Single-batch container for generated records and error statistics.

Classes:

Name Description
Batch

Container for the results of a single generation batch.

Batch(processor)

Container for the results of a single generation batch.

Collects ParsedResponse objects produced by the processor and exposes aggregate counts and error statistics.

Parameters:

Name Type Description Default
processor Processor

The processor used to parse LLM outputs into records.

required

Methods:

Name Description
error_statistics

Return count statistics on errors encountered during generation.

to_dataframe

Return the valid records as a normalized DataFrame.

log_summary

Log a summary of the batch generation results.

process

Process text response from a single prompt in the current batch.

Attributes:

Name Type Description
num_prompts int

Total number of prompts submitted in this batch.

num_invalid_records int

Number of invalid records generated in this batch.

num_valid_records int

Number of valid records generated in this batch.

data_config_rejected_records list[tuple[str, str]]

Error tuples for records rejected by data_config validation.

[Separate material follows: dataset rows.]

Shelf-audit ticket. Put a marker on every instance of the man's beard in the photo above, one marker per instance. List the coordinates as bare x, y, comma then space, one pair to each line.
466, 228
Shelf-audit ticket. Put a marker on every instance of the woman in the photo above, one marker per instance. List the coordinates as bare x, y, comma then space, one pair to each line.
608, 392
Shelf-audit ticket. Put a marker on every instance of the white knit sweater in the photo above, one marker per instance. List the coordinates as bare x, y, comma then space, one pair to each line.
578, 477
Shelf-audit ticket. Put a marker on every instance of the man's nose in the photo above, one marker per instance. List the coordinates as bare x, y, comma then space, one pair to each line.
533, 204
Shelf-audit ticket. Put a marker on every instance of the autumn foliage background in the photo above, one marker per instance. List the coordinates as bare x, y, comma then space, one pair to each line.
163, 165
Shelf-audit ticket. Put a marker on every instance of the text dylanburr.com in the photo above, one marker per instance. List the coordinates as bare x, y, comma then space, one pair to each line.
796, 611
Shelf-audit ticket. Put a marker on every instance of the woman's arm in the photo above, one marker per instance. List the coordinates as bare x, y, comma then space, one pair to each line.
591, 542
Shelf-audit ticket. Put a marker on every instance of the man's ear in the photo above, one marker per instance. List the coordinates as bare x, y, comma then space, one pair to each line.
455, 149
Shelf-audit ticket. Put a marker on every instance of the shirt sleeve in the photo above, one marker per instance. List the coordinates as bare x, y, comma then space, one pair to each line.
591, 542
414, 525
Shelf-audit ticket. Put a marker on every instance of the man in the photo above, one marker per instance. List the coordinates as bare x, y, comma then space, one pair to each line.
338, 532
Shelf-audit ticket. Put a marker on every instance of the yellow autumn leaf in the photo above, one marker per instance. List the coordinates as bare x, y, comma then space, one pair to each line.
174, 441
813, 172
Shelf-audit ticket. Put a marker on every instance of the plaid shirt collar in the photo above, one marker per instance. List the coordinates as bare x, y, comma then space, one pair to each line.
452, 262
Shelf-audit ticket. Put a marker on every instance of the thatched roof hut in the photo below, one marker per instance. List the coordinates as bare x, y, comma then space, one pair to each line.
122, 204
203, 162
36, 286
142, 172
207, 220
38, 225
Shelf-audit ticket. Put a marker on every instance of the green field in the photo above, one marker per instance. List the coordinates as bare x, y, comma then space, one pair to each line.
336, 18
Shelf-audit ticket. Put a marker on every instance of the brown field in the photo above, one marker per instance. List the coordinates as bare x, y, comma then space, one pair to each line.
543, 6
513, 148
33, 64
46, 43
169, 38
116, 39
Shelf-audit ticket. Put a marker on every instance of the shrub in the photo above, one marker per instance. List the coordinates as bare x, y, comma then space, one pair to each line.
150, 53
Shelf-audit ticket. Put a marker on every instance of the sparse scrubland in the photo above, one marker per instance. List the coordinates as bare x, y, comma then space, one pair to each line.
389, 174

num_data_config_rejected_records int

Count of records rejected by data_config validation.

valid_record_fraction float

Fraction of generated records that passed validation.

stopping_metric float

Invalid record fraction, used by

Source code in src/nemo_safe_synthesizer/generation/batch.py
def __init__(self, processor: Processor):
    self._responses: list[ParsedResponse] = []
    self._processor = processor

num_prompts property

Total number of prompts submitted in this batch.

num_invalid_records property

Number of invalid records generated in this batch.

num_valid_records property

Number of valid records generated in this batch.

data_config_rejected_records property

Error tuples for records rejected by data_config validation.

num_data_config_rejected_records property

Count of records rejected by data_config validation.

valid_record_fraction property

Fraction of generated records that passed validation.

stopping_metric property

Invalid record fraction, used by GenerationStopCondition.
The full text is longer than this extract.